Perhaps this is why The Way We Were has aged so poorly and becomes less convincing and more cringe-worthy with each passing year — because it is based on a Jewish homosexual fantasy — but in the real world, the Robert Redfords of the world would never be attracted to the Barbara Streisands of the world — except in the envious fantasies of the most Jewish of Jews.
Jewish producer Zvi Howard Roseman — a friend of Laurents — explained this Jewish sexual obsession with handsome, unattainable WASPs:
“The Jew is the dynamic one, and when you fall in love with a vapid shegetz [a male shiksa], it’s because he’s the one you want to be, the beautiful one. That’s what attracts some Jews to Gentiles, the vapidity. There’s no drama.”

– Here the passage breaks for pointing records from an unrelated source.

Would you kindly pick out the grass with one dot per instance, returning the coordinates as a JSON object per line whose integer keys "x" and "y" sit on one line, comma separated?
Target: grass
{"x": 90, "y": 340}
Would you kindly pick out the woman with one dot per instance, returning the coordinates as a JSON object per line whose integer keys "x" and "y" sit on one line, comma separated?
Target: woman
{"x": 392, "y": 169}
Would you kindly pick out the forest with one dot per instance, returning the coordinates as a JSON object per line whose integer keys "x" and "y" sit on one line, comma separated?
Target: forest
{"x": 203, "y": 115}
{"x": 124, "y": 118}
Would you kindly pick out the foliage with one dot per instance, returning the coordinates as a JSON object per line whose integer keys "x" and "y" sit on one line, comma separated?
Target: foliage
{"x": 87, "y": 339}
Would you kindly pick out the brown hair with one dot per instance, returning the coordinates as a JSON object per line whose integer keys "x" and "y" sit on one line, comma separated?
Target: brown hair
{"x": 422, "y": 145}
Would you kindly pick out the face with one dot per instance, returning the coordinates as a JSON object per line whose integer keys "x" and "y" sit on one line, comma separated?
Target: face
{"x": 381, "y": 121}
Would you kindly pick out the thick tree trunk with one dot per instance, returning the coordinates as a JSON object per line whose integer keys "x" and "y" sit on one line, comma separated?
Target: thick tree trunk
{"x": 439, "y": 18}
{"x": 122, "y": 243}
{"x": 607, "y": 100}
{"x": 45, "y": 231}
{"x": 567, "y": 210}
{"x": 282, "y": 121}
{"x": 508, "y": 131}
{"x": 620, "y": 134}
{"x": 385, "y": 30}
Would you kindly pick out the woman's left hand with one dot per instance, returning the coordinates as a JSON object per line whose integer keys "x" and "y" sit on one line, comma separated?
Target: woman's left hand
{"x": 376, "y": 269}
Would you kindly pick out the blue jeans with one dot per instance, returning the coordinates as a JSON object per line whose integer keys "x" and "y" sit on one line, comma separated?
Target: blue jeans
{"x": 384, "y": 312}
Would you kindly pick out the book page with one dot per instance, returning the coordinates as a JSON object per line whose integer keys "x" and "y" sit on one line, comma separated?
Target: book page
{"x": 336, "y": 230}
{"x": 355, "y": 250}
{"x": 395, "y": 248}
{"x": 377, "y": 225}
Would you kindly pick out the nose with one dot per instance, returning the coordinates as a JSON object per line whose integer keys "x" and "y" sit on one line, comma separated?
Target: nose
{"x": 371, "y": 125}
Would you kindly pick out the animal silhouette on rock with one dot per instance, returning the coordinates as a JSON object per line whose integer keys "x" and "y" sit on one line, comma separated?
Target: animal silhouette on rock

So there you have it — straight from the horse’s mouth — Jewish producers and directors continue to cast attractive and accomplished “gentile” actors even in roles meant for Jews — using “Jew Face” — because Jews envy and want to possess what they can’t have — White beauty.
And aside from narcissistic Jewish navel gazers, most Jews would rather see an attractive “gentile” on the big screen portraying a Jew than one of their own — after all, Hollywood has always been based on Jewish fantasies that they can be “just like us” — and desired by us.
In fact, Jews have a long history of also doing “Nazi Face” — Jewish actors playing “Nazis” is completely acceptable and “convincing” — but White actors cannot be trusted to play a Jew with the proper “nuance” and “complexity” to satisfy Jews who can’t even define what a Jew is.